The sky is a deep cerulean and it is inviting. It is a spectacle decked out with puffy white clouds like cotton. The sun is warm and kisses my toes, inviting a stretch and a yawn. I am sprawled out on the grass, it is soft and cool and I feel at home here among the green.
The birds sing like mad and I can’t help but smile. I close my eyes and feel the sun’s warmth on them. I imagine being a feather on the wing of an eagle soaring ever higher in the sky. I feel the rush of air go through me, the power of the bird and the exhilaration of flight. I feel a part of the bird and the sky and the sun beaming down…
…and I do feel a part of this greater whole. I can’t help it, especially out here, outside under the trees among the flowers and the weeds and the bees and the worms and the neighborhood owl that surprises me every time it hoots. I feel the grass under me…it’s alive and so is the soil that nourishes it, teeming with lifeforms from the obvious to the microscopic. We are all made of star-stuff. The grass, the trees my cat and me.
When I look at the night sky and gaze upon the lovely moon I cannot help but feel a kinship with its solitary light. I imagine others gaze upon the very same moon with the very same thoughts. The stars twinkle and universe expands and time goes on and as I sit here in reflection I am awestruck by my existence and how really small I really am; like a speck…a drop of water in a vast ocean.
I know I’m not alone in this feeling and that comforts me. I also know that much of this feeling can be backed up with science and that is intrigues me.
The patterns of life…the sameness..the variety all beautiful, all beckoning another look…
For me it goes beyond The Fibonacci sequence and all that math I can barely understand. It is more than pattern recognition and the appreciation of beauty and even the seeking of truth…

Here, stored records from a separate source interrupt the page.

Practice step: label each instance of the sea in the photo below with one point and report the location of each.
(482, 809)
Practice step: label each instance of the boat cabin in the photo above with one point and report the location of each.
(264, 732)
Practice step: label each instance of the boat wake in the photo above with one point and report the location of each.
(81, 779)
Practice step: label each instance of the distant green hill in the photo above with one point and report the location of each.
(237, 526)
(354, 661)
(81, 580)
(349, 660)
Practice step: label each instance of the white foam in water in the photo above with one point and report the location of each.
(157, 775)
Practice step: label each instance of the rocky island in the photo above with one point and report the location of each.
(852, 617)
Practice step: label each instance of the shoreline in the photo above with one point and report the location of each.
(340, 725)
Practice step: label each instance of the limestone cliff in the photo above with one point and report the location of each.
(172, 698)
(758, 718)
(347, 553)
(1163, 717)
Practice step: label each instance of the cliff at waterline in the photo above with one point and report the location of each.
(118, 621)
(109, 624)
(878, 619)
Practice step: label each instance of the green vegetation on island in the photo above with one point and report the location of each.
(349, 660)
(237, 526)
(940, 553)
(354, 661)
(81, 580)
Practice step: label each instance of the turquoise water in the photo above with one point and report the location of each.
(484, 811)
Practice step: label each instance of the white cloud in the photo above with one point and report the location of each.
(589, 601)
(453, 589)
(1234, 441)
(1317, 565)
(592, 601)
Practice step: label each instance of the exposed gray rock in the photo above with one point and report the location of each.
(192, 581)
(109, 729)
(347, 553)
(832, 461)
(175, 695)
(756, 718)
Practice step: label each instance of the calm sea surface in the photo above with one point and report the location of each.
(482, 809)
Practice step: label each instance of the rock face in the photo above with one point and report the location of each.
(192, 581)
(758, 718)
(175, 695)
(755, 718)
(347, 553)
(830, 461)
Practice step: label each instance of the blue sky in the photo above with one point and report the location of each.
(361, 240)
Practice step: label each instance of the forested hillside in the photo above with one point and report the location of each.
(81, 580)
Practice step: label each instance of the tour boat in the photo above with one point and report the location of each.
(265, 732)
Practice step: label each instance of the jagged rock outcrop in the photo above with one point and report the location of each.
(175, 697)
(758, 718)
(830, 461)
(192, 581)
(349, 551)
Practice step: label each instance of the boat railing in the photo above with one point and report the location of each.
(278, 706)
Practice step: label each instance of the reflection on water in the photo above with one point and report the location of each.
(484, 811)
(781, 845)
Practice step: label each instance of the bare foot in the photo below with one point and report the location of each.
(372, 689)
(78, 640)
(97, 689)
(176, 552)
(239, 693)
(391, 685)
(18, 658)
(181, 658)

It’s a feeling, a real physical feeling and it’s emotional for me. Perhaps it is because I am sensitive, perhaps it is because I am empathic, perhaps everyone feels this way…perhaps…
I can only speak for myself but it makes me more compassionate. I see it as a gift although it hurts inside sometimes…but mostly it is the most wonderful feeling; this feeling of “connectedness”.
It allows me to imagine like I do and write what I do. It moves through me like music and this causes me to dance! The more I feel it, the more I yearn to seek it out. The more I seek it out, the more it finds me.
“Around us, life bursts with miracles–a glass of water, a ray of sunshine, a leaf, a caterpillar, a flower, laughter, raindrops. If you live in awareness, it is easy to see miracles everywhere. Each human being is a multiplicity of miracles. Eyes that see thousands of colors, shapes, and forms; ears that hear a bee flying or a thunderclap; a brain that ponders a speck of dust as easily as the entire cosmos; a heart that beats in rhythm with the heartbeat of all beings. When we are tired and feel discouraged by life’s daily struggles, we may not notice these miracles, but they are always there.”